In microwave networks, a uniform waveguide section behaves like which type of filter around its cutoff?

Introduction / Context:
Metallic waveguides support propagation only above their cutoff frequency. Below cutoff, fields are evanescent and power does not propagate. This frequency-selective behavior mirrors a classic filter response in RF design.

Given Data / Assumptions:

• Uniform rectangular or circular waveguide section.
• Single-mode region around the dominant mode cutoff.
• Losses assumed small compared with cutoff effects.

Concept / Approach:

For a given mode, the propagation constant β is real for f > fc and imaginary for f < fc. Thus, the section 'passes' energy above fc and 'blocks' it below fc, which is the hallmark of a high-pass filter behavior.

Step-by-Step Solution:

Verification / Alternative check:

Plotting S21 versus frequency for an ideal waveguide shows near-zero transmission below fc and increasing transmission above fc, matching a high-pass characteristic.

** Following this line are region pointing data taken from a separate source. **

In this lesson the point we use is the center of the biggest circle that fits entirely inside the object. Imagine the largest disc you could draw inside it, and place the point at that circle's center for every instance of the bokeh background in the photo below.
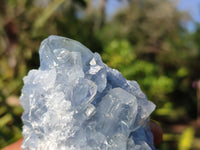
(155, 42)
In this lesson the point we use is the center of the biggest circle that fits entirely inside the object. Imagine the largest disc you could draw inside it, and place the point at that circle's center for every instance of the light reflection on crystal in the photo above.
(76, 102)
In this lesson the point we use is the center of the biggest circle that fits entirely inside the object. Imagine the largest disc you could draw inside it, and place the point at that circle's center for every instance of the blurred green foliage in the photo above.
(145, 41)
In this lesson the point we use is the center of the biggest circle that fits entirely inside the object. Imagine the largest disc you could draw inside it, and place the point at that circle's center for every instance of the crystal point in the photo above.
(74, 101)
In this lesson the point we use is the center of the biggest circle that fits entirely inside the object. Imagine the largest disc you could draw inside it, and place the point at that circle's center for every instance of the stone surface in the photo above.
(76, 102)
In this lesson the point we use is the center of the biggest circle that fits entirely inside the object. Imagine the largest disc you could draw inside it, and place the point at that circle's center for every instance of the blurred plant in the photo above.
(185, 142)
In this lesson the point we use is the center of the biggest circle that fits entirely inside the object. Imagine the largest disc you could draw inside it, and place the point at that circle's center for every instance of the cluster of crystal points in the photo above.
(76, 102)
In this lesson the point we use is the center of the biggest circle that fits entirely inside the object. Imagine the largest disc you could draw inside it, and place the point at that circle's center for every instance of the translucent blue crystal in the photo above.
(76, 102)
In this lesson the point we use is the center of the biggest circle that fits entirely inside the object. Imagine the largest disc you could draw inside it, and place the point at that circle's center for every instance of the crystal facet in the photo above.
(76, 102)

Why Other Options Are Wrong:

• Low-pass: Opposite of waveguide behavior.
• Band-pass / Band-stop: Would require two edges; a simple uniform guide exhibits a single cutoff edge.
• All-pass: Not true; magnitude and phase vary strongly around cutoff.

Common Pitfalls:

Confusing cavity resonators (band-pass) with uniform guides; overlooking that mode conversion or discontinuities can create additional filtering not present in a straight section.

Final Answer:

High-pass filter